Link to relevant study record(s)

Description of key information

Key value for chemical safety assessment

Additional information

No toxicokinetical studies are available for guanidine nitrate. Assessment is based on available acute toxicity data and physicochemical properties and is developed with the aid of ECHA guidance on information requirements and chemical safety assessment chapter R7c.  

Guanidine nitrate is good water soluble and has a log P value of -1.7, therefore absorption has to be expected. After oral exposure signs of systemic toxicity including death were observed in acute toxicity studies, thus absorption of guanidine nitrate has occurred. As a consequence it is likely the substance will also be absorbed if it is inhaled. This assumption is supported by read-across data from an acute toxicity study by inhalation route, were systemic effects were observed. As data from a dermal acute toxicity study show no systemic effects at the limit dose of 2000 mg/kg bw/d, guanidine nitrate is expected to be not favourable for dermal absorption. As outlined in R7c the stratum corneum provides its greatest barrier function against hydrophilic compounds. If water solubility is above 10,000 mg/L and the log P value below 0 the substance may be too hydrophilic to cross the lipid rich environment of the stratum corneum. Dermal uptake for guanidine nitrate is considered to be low, due to the water solubility of 256,000 mg/L and the log P value of -1.7.

In the acute oral toxicity study clear signs of the central nervous/neuromuscular system were observed, which indicate that the substance has been distributed to the CNS. The excretion route is expected to be via the urine, because guanidine nitrate dissociates in body fluids into the corresponding ions, is highly water soluble and has a low molecular weight of 122 g/mol.  

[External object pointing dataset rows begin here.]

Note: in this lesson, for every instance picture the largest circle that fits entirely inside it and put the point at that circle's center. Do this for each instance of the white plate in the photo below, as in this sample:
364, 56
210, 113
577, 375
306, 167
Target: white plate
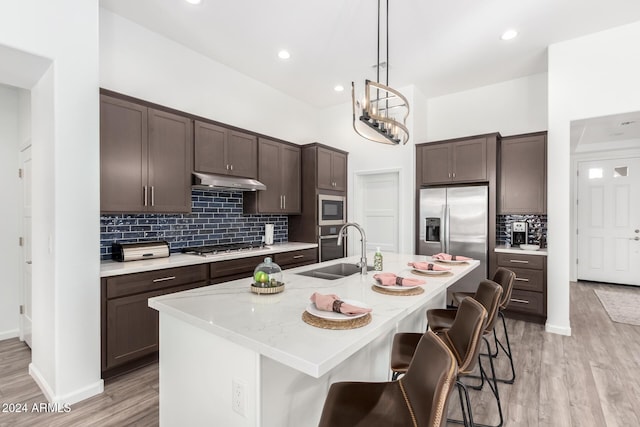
395, 287
434, 272
449, 261
332, 315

Guanidine hydrochloride is used as pharmaceutical. According to prescribing information guanidine is indicated for the reduction of symptoms of muscle weakness and easy fatigability associated with the myasthenic syndrome of Eaton-Lambert. The clinical pharmacology is described as follows: “Guanidine apparently acts by enhancing the release of acetylcholine following a nerve impulse. It also appears to slow the rates of depolarization and repolarization of muscle cell membranes.”  

Nitrate is the principal nitrogen source for plants, taken up from soil as essential nutrient. Thus, nitrate is a natural ingredient of vegetables, fruits and cereals. From standard textbooks on pharmacology and physiology nitrate is known to be absorbed from the gastro-intestinal tract and excreted in the urine.